FORTUNE — A Hershey’s Kiss is more complicated than it looks. Most of the cocoa in it and other chocolate candies comes from West Africa, and it makes its way through a long supply chain to get to U.S. factories.
Now more than ever, Fortune 500 companies such as Hershey (HSY) have to take responsibility for every link in that chain. On January 30, Hershey announced plans to put $10 million towards solving child labor problems on West African cocoa farms by 2017. The money should also help farmers access educational programs and improve their cocoa yield.
Hershey’s latest move is part of a larger effort to secure the cocoa supply chain, a campaign that began with the founding of the World Cocoa Foundation (WCF) in 2000. The WCF joined big chocolate companies — including Hershey and its competitors Mars, Nestlé, and Kraft (KFT) — with governments and farmers in cocoa-producing nations.
Big businesses run on growth and profit, two figures that aren’t necessarily linked to the well-being of small farmers in foreign countries.
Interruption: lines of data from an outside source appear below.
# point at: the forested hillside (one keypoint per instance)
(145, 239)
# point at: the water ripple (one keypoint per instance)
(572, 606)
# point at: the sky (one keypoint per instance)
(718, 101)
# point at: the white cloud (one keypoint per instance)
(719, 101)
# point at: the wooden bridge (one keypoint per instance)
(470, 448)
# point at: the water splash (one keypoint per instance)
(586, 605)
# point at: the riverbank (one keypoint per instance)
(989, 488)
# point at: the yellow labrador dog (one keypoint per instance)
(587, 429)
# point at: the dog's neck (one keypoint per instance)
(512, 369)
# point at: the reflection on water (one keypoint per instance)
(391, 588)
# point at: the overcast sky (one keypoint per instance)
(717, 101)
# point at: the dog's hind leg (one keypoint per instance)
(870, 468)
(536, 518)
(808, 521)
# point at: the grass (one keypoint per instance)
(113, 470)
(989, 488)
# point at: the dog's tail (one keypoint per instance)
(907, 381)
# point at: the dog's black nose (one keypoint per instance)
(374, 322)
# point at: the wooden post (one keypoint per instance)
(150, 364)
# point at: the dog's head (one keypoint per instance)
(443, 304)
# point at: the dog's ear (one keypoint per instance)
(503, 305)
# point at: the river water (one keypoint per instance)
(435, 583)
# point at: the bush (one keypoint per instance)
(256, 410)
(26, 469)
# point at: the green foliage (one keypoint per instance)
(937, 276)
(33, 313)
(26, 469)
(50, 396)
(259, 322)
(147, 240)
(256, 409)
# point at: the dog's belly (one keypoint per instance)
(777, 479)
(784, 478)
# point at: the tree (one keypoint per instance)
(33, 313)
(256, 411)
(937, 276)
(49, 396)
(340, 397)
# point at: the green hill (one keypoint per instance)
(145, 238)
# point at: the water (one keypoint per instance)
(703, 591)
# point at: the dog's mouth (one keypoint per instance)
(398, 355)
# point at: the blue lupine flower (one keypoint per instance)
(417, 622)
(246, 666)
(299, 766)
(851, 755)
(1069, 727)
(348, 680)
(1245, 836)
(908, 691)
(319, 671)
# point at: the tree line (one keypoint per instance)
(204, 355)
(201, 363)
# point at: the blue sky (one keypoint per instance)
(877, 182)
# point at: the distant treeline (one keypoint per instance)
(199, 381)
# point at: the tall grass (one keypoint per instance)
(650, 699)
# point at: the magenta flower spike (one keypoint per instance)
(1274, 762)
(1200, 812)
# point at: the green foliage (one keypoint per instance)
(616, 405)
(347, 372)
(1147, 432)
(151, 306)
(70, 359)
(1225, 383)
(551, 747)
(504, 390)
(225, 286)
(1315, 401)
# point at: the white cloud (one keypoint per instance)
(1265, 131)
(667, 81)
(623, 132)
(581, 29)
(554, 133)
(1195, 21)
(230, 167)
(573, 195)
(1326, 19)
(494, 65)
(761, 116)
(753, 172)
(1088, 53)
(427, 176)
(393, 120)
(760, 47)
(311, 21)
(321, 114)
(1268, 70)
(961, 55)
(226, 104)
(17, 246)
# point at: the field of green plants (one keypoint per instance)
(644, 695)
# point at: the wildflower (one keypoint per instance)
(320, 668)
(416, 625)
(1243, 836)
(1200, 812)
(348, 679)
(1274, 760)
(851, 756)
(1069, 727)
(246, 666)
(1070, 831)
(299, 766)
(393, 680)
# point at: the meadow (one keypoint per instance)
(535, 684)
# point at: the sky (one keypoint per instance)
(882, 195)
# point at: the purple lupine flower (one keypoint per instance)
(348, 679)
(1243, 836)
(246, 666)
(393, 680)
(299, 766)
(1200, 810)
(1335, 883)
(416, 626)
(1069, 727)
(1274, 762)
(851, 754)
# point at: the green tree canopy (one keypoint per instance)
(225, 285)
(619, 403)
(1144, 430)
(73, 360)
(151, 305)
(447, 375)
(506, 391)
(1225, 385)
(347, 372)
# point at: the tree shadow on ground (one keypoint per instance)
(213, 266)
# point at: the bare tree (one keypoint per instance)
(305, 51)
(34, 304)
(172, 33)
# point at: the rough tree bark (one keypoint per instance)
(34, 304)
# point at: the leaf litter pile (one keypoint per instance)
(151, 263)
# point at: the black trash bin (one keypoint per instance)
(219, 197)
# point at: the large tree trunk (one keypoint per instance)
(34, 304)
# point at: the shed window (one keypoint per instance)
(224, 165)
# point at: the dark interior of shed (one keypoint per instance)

But certain characteristics of cocoa may put the chocolate industry in a sweet spot for sustainable development.
What goes into making our cocoa
Sustainable cocoa development requires competing companies to work together to help farmers, no small hurdle. “The global confectionery packaged goods industry is intensely competitive,” Hershey said in its 2010 annual report. “Some of our competitors are much larger firms that have greater resources and more substantial international operations.”
But there is common ground. All industry players benefit if farmers produce more cocoa. Market demand is growing. As nations like India and China grow wealthier, new members of their burgeoning middle classes have developed an appetite for luxury goods such as coffee and chocolate.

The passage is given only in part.